PORT HOPE, ON (November 22, 2021) - Regular screening greatly boosts the odds of survival, an important consideration when the Canadian Cancer Society estimates two in five people can expect to develop cancer in their lifetime.

Local residents are being reminded about Ontario’s free screening programs for breast, cervical and colorectal cancers. Taking advantage of these screening services through Cancer Care Ontario can make a make a life-and-death difference, according to Karen Taylor, a Public Health Nurse with the Haliburton, Kawartha, Pine Ridge District Health Unit. Details on Cancer Care Ontario programs, screening tools and clinic locations  can be found at:

“Early stages of cancer can be difficult to see or feel,” Taylor says. “Regular cancer screening can detect potential problems at a critical point in time, allowing for early treatment and interventions.”

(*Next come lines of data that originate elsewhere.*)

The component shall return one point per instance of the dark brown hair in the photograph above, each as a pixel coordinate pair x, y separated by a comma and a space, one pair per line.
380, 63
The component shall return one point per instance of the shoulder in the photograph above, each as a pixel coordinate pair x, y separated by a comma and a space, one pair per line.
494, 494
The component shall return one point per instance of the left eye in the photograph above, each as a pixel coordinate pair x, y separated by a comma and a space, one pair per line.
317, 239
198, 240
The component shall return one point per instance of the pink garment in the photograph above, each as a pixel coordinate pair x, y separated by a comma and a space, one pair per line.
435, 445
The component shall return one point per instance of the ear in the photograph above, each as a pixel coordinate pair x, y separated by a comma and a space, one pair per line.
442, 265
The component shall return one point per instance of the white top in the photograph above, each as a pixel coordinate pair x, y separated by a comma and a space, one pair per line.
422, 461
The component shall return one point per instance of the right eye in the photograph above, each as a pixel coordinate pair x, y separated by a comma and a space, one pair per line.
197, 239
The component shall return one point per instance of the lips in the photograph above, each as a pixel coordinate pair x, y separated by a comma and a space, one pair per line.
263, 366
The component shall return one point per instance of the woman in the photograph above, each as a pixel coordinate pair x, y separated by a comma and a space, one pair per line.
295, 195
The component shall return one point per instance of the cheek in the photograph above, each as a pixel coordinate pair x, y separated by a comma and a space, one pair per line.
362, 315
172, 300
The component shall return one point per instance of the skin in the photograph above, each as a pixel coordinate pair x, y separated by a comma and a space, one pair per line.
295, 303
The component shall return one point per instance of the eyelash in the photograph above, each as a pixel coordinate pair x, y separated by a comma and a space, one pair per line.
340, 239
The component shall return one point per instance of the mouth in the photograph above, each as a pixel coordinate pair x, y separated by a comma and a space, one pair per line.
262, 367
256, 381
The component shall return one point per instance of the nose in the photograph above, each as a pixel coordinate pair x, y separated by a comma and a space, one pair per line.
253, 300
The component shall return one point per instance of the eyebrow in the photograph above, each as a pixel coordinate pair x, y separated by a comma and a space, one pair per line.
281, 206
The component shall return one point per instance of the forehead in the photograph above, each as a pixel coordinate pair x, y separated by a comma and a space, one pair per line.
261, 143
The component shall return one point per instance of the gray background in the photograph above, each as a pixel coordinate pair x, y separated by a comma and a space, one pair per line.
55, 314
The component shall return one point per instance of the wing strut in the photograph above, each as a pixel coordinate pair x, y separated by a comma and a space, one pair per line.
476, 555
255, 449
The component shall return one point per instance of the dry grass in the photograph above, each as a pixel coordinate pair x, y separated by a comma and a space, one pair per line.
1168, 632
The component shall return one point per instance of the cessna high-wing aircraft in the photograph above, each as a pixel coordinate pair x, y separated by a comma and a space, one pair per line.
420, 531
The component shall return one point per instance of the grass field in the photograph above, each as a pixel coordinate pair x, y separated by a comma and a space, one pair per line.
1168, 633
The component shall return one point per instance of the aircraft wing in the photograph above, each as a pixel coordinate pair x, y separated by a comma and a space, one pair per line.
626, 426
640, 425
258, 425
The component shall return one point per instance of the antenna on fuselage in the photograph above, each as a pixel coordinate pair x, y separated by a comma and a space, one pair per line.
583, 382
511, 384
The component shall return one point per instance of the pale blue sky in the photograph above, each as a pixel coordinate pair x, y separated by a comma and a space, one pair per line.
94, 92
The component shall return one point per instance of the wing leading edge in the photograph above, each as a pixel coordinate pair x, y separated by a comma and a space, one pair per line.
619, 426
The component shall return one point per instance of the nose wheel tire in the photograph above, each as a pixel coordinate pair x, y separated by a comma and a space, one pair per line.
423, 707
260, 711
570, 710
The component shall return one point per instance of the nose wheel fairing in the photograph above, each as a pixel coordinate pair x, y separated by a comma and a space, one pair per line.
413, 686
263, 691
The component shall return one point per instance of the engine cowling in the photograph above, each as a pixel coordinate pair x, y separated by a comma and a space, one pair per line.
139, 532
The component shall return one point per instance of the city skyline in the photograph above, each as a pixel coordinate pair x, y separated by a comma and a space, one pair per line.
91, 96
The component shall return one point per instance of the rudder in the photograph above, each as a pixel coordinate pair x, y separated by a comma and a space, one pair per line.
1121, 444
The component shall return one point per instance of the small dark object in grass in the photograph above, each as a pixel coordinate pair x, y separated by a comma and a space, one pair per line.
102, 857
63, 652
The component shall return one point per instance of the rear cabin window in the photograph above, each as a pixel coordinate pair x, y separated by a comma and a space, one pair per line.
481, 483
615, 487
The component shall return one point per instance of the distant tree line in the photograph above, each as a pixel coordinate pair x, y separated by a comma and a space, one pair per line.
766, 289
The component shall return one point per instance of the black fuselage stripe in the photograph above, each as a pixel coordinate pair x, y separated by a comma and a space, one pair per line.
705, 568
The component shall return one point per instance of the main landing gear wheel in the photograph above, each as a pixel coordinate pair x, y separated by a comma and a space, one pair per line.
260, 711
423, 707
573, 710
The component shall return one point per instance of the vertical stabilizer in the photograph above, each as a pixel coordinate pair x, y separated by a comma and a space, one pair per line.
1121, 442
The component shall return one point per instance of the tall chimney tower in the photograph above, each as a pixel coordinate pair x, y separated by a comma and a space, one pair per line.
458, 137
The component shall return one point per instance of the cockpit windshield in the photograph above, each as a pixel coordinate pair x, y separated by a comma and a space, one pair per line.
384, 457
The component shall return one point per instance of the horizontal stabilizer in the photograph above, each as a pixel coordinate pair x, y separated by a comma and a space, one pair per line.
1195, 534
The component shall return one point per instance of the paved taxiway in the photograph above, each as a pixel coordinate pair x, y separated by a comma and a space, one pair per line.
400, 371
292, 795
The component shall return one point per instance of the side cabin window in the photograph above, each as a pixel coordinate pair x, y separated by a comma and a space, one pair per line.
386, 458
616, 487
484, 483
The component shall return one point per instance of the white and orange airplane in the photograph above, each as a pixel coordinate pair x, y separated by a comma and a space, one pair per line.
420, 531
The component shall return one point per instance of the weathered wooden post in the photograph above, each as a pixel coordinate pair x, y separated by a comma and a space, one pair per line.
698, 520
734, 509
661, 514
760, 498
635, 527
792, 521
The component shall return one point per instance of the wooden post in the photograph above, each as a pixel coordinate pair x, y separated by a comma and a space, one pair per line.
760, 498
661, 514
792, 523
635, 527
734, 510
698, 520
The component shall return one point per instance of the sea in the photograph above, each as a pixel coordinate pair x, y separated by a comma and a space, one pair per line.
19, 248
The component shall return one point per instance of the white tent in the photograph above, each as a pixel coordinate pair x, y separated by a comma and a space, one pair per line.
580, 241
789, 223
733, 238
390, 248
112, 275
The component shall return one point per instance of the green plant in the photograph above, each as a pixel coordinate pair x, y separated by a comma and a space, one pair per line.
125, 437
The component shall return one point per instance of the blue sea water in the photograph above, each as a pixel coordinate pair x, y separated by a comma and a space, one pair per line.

Studies show regular screening greatly improves the survival rates for breast, cervical and colorectal cancers:

  • Breast cancer is the most commonly-diagnosed cancer in Ontario women, and early detection means the vast majority of women can make a full recovery after treatment. The Ontario Breast Cancer Screening Program recommends women ages 50-74 years get screened every two years, but a woman’s age and family medical history will help determine when screening should occur.
  • Cancer Care Ontario recommendswomen 21 years of age and older who are or have been sexually active should get Pap tests every three years to screen for cervical cancer. Women 70 years old and older can stop having Pap tests if they have had three or more normal test results in the past 10 years. With the main cause of cervical cancer being the human papillomavirus (HPV), vaccination against HPV is strongly recommended and currently available for all Grade 7 students in the province.
  • Although colorectal cancer is the second most common cause of cancer death in Ontario, if caught early, nine out of 10 people with the disease can be cured. The Fecal Immunochemical Test (FIT) is a screening test available for people at average risk of getting colorectal cancer (cancer of the colon or rectum).

There are more than 200 types of cancer. Possible causes can include genetics, lifestyle choices, certain types of infection, environmental causes or a combination of these factors. Taylor encourages people to also check with their health care provider to see when and what type of cancer screening test is best, based on an individual’s age and family history.